Defective myelination in the cortical laminae of Cln5 ko, Cln1 ko and Cln1/5 dko mouse brain. (A) Immunohistochemical staining with MBP revealed loss of MBP immunopositivity in Cln1/5 dko cortex at the age of 1 month, especially in the most superficial laminae of S1BF (laminae II and III). (B) All mouse models showed less MBP immunopositivity in the superficial laminae of S1BF than wild-type mice at the age of 3 months. Scale bar: 100 μm.

Fig. 5.

Early loss of cortical neurons in Cln1/5 dko mice. Unbiased optical fractionator estimates of the number of Nissl-stained neurons of 3-month-old mice in S1BF lamina IV (A), lamina V (B), lamina VI (C) and VPM/VPL (D) revealed significant loss of neurons in S1BF lamina VI of Cln1/5 dko brain. No significant loss of cortical S1BF neurons in laminae IV and V, or thalamic VPL/VPL neurons, was observed. *P<0.05.

Fig. 6.

Lipid profile analysis from 1-month-old wild-type, Cln1 ko, Cln5 ko and Cln1/5 dko mouse plasma. Cholesterol (Chol), phospholipid (PL), triglyceride (Trig) and apoA-1 levels (A) and PLTP activity (B) were determined from individual wild-type, Cln1 ko, Cln5 ko and Cln1/5 dko mouse plasma samples. PL levels, as well as PLTP activity, were significantly increased in Cln1/5 dko mice. Values plotted as mean + s.e.m. *P<0.05, **P<0.01, ***P<0.001.

Fig. 7.

Westernblot analysis of α-synuclein levels in 3-month-old wild-type and Cln1/5 dko mouse brain. (A) In the cortex, α-synuclein protein expression was completely absent in Cln1/5 dko brains compared with wild-type brains. (B) α-Synuclein expression in cerebral lysates was absent in three out of five Cln1/5 dko samples. (C) Quantification of α-synuclein protein expression.
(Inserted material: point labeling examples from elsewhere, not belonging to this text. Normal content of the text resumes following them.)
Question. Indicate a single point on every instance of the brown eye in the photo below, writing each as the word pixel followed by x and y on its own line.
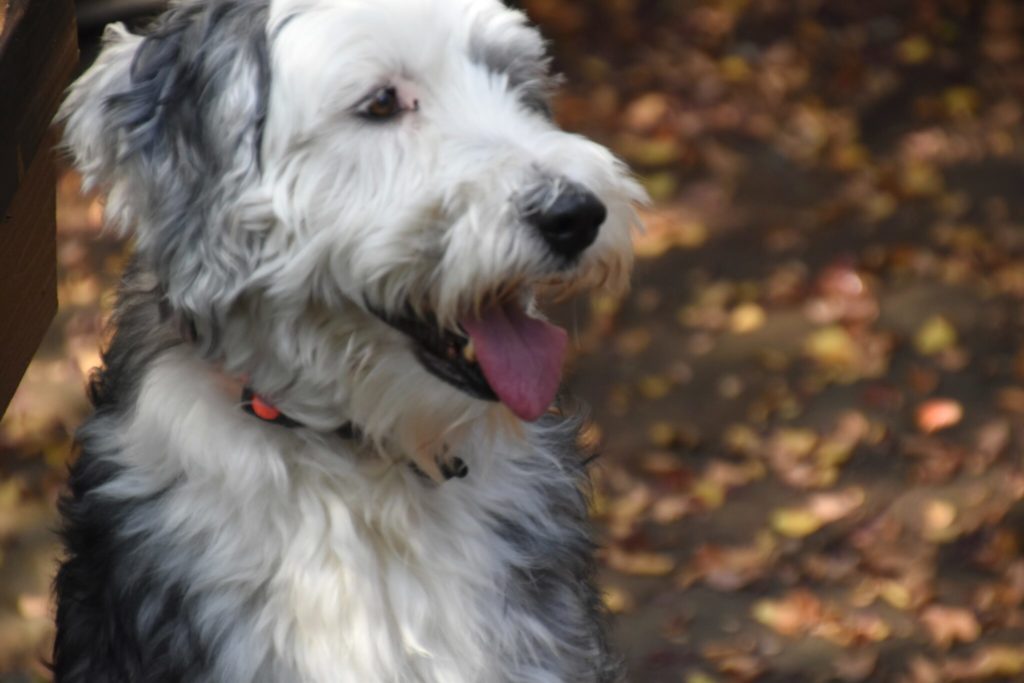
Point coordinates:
pixel 383 104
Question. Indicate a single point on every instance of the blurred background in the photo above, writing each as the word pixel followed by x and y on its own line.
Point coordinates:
pixel 810 408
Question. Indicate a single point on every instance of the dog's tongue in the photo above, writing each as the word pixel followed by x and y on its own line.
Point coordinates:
pixel 521 357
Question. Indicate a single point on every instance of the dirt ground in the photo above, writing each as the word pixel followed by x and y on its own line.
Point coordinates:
pixel 810 407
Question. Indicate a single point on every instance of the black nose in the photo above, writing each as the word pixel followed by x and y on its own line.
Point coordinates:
pixel 570 223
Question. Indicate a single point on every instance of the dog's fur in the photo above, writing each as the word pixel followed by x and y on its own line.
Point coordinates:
pixel 270 221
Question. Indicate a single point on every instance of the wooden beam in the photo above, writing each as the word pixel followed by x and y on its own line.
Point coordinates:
pixel 38 53
pixel 28 271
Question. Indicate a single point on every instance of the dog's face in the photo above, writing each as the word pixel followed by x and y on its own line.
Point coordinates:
pixel 355 202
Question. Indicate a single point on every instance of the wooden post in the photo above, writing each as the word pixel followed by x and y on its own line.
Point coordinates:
pixel 38 53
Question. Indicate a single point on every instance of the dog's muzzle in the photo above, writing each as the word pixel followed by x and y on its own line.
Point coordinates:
pixel 568 222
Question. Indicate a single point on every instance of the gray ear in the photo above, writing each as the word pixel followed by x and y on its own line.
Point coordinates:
pixel 171 125
pixel 88 137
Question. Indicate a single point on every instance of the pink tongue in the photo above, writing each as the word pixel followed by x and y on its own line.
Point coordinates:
pixel 521 357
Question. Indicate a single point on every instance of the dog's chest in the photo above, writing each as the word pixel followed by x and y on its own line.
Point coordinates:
pixel 397 582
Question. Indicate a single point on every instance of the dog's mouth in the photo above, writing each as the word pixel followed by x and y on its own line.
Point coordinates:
pixel 500 353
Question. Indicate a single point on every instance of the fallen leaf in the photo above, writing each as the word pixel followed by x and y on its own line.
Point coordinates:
pixel 947 626
pixel 936 335
pixel 938 414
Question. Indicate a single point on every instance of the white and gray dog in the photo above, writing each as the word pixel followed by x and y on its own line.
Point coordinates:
pixel 323 446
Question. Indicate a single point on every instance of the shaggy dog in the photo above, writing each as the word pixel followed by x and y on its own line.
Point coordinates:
pixel 323 446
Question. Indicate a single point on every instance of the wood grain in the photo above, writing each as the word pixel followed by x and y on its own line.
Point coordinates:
pixel 28 271
pixel 38 53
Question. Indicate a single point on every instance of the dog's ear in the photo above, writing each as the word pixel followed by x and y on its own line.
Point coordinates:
pixel 171 125
pixel 88 136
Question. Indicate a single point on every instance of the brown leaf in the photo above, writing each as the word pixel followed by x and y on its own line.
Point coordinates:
pixel 947 626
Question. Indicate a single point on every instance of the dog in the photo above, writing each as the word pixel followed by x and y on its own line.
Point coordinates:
pixel 324 445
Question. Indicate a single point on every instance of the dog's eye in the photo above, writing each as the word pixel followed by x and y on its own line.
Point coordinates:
pixel 382 104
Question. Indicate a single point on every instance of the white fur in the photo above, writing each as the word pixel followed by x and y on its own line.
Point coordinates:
pixel 332 560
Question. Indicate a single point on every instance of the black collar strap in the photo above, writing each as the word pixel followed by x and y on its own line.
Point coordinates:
pixel 255 404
Densitometric analysis shows a significant decrease in the expression of α-synuclein in the Cln1/5 dko cortex and cerebrum compared with the wild-type brains. (D) Immunohistochemical analysis of α-synuclein in 3-month-old wild-type, Cln1 ko, Cln5 ko and Cln1/5 dko brains. There was a marked reduction in α-synuclein staining in the neuropil of Cln1/5 dko cerebral cortex. Hippocampal α-synuclein staining was also decreased in the Cln1/5 dko brain. In addition, slightly reduced α-synuclein staining was observed in the cortical neuropil and hippocampus of the Cln5 ko brain. Scale bar: 50 μm. *P<0.05, ***P<0.001.